Well I was perusing the list of side effects from caffeine the other day.

Stuff like anxiety, depression, GERD, elevated heart rate, chronic stress response, sleep disruption, etc, etc, etc.....

All symptoms I've had for quite some time. I wake in the morning and go right for the coffeepot. For nearly my entire adult life, I've consumed a lot of coffee, caffeine in energy drinks for periods of my life. Before adulthood it was sodas. Coca-cola, mountain dew. And copious amounts of sugar. Caffeine and sugar were probably my real gateway drugs.

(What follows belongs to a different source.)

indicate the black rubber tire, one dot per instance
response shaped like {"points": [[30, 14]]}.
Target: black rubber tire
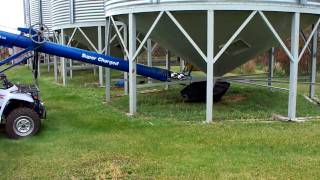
{"points": [[16, 113]]}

I imagine they all pile up in the body. The effect must surely be cumulative. For the past few years I've said aloud to myself many times a week - sometimes many times a day - "I need to quit drinking so much coffee".

I quietly try to cut back, then fail
I go a few days having less - then binge
I tell myself "tomorrow"
I say "just one cup" - then wind up having five
I suffer physical symptoms but I'm unable to stop

Does this sound familiar?

Caffeine is a drug. It is a highly-addictive drug and it operates on many of the same chemicals in the brain that other drugs and alcohol do. I want to cut back to a reasonable one-a-day or less. I'm not sure if I'll be able to. Maybe it'll wind up being all-or-nothing like with other drugs and alcohol for me.

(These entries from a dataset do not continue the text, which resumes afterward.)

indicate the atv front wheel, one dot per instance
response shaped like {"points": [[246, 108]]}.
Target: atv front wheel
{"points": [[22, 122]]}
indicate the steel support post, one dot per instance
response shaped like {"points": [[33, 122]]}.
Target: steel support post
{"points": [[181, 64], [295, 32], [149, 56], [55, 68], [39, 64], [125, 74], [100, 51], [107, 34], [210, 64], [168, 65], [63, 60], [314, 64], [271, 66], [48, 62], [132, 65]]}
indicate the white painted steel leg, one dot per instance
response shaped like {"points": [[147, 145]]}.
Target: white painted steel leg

For now, though... I have managed to have just one red-eye, a half cup coffee, two excedrin (for headache) and a half a coca cola yesterday. Today, I had just one strong red-eye.

For most of the day I've felt tired, glum, irritable, edgy and stressed. These are all symptoms of caffeine withdrawal. It's also Christmas and that's a tricky, stressy time for me that comes along with triggers and depression. I'm sure though that much of this is a direct result of my cutting way back on caffeine.

What we put into our bodies does have an effect on them. Some substances, like alcohol and caffeine - effect our entire body. Over a course of many years, it just seems logical that excessive amounts of a substance which fires up our adrenal system, triggers the fight-or-flight response, sets our neurons a-firing, and keys us up with anxiety and hyper-alertness would lead to negative effects.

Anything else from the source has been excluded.